Pyodbc - "Data source name not found, and no default driver specified"

For me, it was all down to a single whitespace character.

$cat /home/ec2-user/.odbc.ini
[DSNNAME]
Driver =FreeTDS
Description=description
Server =serverpath
Port =1433
Database =dbname

Gave me the “Data source name not found, and no default driver specified” error.

Removing all the whitespaces before the '=' character made it work.

On a secondary note, using osql for DSN connection testing gives you a much more verbose description of any errors. It helped me a lot in the process.

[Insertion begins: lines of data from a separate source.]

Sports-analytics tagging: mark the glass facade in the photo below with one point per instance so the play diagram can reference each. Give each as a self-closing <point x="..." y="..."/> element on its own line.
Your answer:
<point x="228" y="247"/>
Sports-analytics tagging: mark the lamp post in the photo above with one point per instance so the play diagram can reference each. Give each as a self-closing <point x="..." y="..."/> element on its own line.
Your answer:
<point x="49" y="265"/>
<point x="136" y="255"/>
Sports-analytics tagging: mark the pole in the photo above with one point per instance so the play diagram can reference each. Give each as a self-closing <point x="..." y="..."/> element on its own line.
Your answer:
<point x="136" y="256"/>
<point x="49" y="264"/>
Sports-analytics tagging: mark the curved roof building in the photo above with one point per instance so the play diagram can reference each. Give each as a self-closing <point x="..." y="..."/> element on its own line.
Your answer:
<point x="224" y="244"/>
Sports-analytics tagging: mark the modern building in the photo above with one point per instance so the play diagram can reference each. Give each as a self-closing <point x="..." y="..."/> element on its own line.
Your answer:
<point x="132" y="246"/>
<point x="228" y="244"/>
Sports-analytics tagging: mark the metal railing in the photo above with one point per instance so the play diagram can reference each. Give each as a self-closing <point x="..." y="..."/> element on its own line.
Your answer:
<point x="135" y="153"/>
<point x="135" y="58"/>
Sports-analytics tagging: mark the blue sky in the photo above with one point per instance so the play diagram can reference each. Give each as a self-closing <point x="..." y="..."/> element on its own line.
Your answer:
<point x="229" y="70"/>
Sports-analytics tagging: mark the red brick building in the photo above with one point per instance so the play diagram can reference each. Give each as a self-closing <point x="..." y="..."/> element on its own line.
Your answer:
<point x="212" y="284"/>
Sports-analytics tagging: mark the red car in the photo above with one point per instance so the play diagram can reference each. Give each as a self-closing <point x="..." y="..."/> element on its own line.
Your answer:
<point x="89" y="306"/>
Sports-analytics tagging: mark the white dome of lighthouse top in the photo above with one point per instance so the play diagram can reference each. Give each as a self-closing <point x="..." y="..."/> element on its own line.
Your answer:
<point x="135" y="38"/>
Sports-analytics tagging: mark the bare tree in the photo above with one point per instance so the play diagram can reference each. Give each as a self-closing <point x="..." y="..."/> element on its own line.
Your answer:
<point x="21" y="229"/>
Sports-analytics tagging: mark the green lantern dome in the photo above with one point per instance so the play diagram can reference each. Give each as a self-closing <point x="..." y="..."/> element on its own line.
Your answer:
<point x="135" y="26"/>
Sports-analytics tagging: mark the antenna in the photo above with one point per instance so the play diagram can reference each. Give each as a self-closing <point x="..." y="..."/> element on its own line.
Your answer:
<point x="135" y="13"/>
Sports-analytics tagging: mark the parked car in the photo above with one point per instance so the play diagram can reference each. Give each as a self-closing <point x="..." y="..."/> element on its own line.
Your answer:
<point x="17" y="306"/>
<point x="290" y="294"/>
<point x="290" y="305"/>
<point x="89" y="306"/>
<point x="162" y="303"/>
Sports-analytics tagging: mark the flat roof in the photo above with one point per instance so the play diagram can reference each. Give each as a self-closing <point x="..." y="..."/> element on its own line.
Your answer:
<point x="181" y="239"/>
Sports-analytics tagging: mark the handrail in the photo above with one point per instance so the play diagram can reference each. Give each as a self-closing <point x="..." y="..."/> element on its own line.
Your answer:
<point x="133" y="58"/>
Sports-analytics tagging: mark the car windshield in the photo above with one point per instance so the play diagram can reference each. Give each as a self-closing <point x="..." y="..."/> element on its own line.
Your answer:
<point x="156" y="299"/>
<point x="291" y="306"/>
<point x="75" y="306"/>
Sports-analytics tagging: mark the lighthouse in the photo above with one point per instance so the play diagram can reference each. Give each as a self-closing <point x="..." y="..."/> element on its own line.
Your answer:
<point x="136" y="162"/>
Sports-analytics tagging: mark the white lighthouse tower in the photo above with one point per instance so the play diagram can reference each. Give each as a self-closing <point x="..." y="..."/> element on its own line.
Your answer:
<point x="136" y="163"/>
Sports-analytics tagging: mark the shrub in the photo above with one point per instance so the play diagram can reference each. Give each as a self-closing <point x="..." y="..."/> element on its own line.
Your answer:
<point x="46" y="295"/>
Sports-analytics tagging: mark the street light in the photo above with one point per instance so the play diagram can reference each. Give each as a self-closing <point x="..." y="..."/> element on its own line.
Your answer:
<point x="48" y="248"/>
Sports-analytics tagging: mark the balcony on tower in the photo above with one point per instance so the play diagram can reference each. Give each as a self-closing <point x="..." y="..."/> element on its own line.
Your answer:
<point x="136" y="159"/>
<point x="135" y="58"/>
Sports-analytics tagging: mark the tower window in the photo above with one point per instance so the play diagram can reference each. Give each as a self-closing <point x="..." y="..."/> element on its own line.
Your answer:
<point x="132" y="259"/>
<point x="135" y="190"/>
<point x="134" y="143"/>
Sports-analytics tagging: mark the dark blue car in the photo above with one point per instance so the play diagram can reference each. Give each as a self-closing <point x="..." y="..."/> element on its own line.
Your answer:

$ osql -S DSNNAME -U username -P password
checking shared odbc libraries linked to isql for default directories...
    trying /txM ... no
    trying /tmp/sql ... no
    trying /tmp/sql ... no
    trying /w}H ... no
    trying /usr/loc ... no
    trying /tmp/sql.log ... no
    trying /home ... no
    trying /.odbc.ini ... no
    trying /usr/local/etc ... OK
checking odbc.ini files
    reading /home/ec2-user/.odbc.ini
[DSNNAME] found in /home/ec2-user/.odbc.ini
found this section:
    [DSNNAME]
    Driver =FreeTDS
    Description=description
    Server =serverpath
    Port =1433
    Database =dbname

looking for driver for DSN [DSNNAME] in /home/ec2-user/.odbc.ini
  no driver mentioned for [DSNNAME] in .odbc.ini
looking for driver for DSN [default] in /home/ec2-user/.odbc.ini
osql: error: no driver found for [DSNNAME] in .odbc.ini

Comparing the error message against my ini file made triaging the issue a lot easier.


For me, the issue was the actual location of my odbc.ini and odbcinst.ini files.

On many systems, the install location of these files is in /etc/

However, in my case, these files were located under /usr/local/etc/

The could be determined by typing
odbcinst -j

Which yielded:

unixODBC 2.3.0
DRIVERS............: /usr/local/etc/odbcinst.ini
SYSTEM DATA SOURCES: /usr/local/etc/odbc.ini
FILE DATA SOURCES..: /usr/local/etc/ODBCDataSources
USER DATA SOURCES..: /usr/local/etc/odbc.ini
SQLULEN Size.......: 8
SQLLEN Size........: 8
SQLSETPOSIROW Size.: 8

My odbc.ini files already exists in /etc, so the solution was to copy them over over from /etc/ to /usr/local/etc/

cp /etc/odbc.ini /etc/odbcinst.ini /usr/local/etc/

Edit: It's also worth noting that the path outputted by the odbcinst -j command can change depending on using sudo or not.


I believe the answer to your problem is that in your ~/.odbc.ini file you are saying to use driver PostgreSQL - but you have not defined that driver in your /etc/odbcinst.ini file. Try changing PostgreSQL to PostgreSQL ANSI or PostgreSQL Unicode (both of which are defined in /etc/odbcinst.ini).